While these are big challenges, they are not insurmountable. The space industry knows it and, according to Kayser, wants a piece of the action. Everyone is looking for a way to leapfrog several years and catch up to—or surpass—Musk. Right now, Leap 71 collaborates with about 15 rocket startups. Kayser can’t disclose their names under confidentiality agreements except for the Exploration Co., which is developing a European Moon lander. These partners lack SpaceX’s vertical integration but want tailored engines without decade-long R&D.

“The engine is the most expensive and complicated part,” Kayser emphasizes. “Everyone else just buys them. But there’s no supply.” L3Harris—which now owns the legendary rocket engine maker Aerojet Rocketdyne, makers of the Apollo engines—wants to sell them, but it doesn’t have anything comparable to the Raptor. Blue Origin makes and sells engines for the United Launch Alliance (ULA), but nobody else. The Russian NPO Energomash once dominated the global rocket engine market, supplying the RD-180 that powered ULA’s Atlas V rocket for decades. But RD-180s are now considered relics—and are under sanctions because of the Ukraine war, anyway.

“[Current design processes] are actually a problem for many of the micro launcher companies right now,” Kayser says. “So they have relatively small engines. And if they now want to play in the higher leagues, they basically have to embark on a completely new project, create a completely new rocket.” The main differentiation between sizes is the engine, because the rest of the rocket is scalable. It’s harder to scale up the engine because it has completely different specifications and requirements.

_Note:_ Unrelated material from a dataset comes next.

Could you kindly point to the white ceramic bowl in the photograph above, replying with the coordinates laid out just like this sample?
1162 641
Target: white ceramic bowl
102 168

By using Noyron, Kayser says customers will be able to fine-tune to their own needs and input thrust, fuel type, and size to receive bespoke engine designs for every need. A startup might tweak an aerospike for methane fuel, while another firm could optimize for cost. Some engines will be small and some could be Raptor-class.

We will know if it all works in just a couple of years, so we won’t have to wait long: Kayser tells me that he and Lissner expect the first hot firing of the 200 kN XRA-2E5 aerospike engine in October 2026. Full-scale testing of the large 2,000 kN Raptor-class engine is tentatively planned to begin in 2028, with qualification for flight readiness stretching into 2029.

If Leap 71 can pull it off, it will be phenomenal for humanity. A new process for rocket development will challenge Elon Musk at his own game and democratize the means to reach orbit for every country on the planet. Plus, if it happens, the dream of having Tony Stark’s J.A.R.V.I.S.-like AI to aid humans to build the future will be real. Kayser certainly believes in it: “We’re building a world where anyone can engineer complex machines.”